If your are planning to implement a custom document library application using SQL Server and .NET, full-text search comes handy to implement content search on your document. Storing your documents in SQL Server FileSteam gives you many advantages. You can implement Google-like search on your document as well. In PART I of this post I tried to provide some insight into some of these features. In Part II, I will show you how to configure SQL Server to enable filestream and do full-text search and I will also include a sample .NET application.
SQL Server 2008 provides the functionality for applications and users to issue full-text queries against character-based data in SQL Server tables. SQL Server supports full text indexing on columns with any of the following data types: char, varchar, nchar, nvarchar, text, ntext, image, xml, varbinary, or varbinary(max). Full-text queries perform linguistic searches against text data in full-text indexes by operating on words and phrases based on rules of a particular language such as English. Full-text queries can include simple words and phrases or multiple forms of a word or phrase.
Full-text search supports more than 50 languages, such as English, Spanish, Chinese, Japanese, Arabic and German. For each supported language, SQL Server provides language-specific linguistic components, including a word breaker and stemmer and an empty thesaurus file. For each full-text language, SQL Server also provides a file in which you can optionally define language-specific synonyms to extend the scope of search queries (a thesaurus file).

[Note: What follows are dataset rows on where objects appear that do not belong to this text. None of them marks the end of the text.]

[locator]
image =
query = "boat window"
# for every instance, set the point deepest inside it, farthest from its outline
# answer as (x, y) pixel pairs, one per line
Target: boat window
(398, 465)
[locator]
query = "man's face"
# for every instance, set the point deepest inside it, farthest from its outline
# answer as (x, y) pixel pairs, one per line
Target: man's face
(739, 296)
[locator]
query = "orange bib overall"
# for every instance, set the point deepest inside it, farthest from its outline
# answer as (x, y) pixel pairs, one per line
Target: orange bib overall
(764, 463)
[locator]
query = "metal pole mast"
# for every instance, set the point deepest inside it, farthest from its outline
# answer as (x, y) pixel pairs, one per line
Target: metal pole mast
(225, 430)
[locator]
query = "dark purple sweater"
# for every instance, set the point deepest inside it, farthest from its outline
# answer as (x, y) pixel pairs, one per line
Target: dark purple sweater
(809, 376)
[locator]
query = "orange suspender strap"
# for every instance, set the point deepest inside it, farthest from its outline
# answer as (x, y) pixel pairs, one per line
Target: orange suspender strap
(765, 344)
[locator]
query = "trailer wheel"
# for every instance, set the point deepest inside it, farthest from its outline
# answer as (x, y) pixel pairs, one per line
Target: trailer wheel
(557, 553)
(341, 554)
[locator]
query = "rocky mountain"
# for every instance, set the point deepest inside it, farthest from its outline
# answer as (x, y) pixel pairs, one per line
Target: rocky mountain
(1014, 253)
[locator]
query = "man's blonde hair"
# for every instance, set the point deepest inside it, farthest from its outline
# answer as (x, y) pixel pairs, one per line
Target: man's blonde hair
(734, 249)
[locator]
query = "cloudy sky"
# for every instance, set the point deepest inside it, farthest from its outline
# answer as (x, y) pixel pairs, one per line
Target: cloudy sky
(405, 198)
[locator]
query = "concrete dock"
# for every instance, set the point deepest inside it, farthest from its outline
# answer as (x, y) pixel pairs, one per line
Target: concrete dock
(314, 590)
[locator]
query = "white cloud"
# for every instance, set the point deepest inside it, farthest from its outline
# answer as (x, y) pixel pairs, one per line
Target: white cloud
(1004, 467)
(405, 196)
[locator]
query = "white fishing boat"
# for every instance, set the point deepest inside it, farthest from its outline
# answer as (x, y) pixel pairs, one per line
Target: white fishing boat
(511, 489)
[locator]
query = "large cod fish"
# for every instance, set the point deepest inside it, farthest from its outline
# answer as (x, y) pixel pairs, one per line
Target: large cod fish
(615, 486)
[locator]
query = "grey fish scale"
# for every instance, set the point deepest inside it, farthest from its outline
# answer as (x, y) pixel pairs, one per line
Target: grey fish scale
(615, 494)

For writing full-text queries, SQL Server provides a set of full-text predicates (CONTAINS and FREETEXT) and rowset-valued functions (CONTAINSTABLE and FREETEXTTABLE). Using these, applications and users can perform a variety of types of full-text searches, such as searching on a single word or phrase (and optionally ranking the result set), searching on a word or phrase close to another word or phrase, or searching on synonymous forms of a specific word.
SQL Server File Stream
FILESTREAM enables SQL Server-based applications to store unstructured data, such as documents and images, on the file system. Applications can leverage the rich streaming APIs and performance of the file system and at the same time maintain transactional consistency between the unstructured data and corresponding structured data. FILESTREAM integrates the SQL Server Database Engine with an NTFS file system by storing varbinary(max) binary large object (BLOB) data as files on the file system. Transact-SQL statements can insert, update, query, search, and back up FILESTREAM data. Win32 file system interfaces provide streaming access to the data. FILESTREAM uses the NT system cache for caching file data. This helps reduce any effect that FILESTREAM data might have on Database Engine performance. The SQL Server buffer pool is not used; therefore, this memory is available for query processing.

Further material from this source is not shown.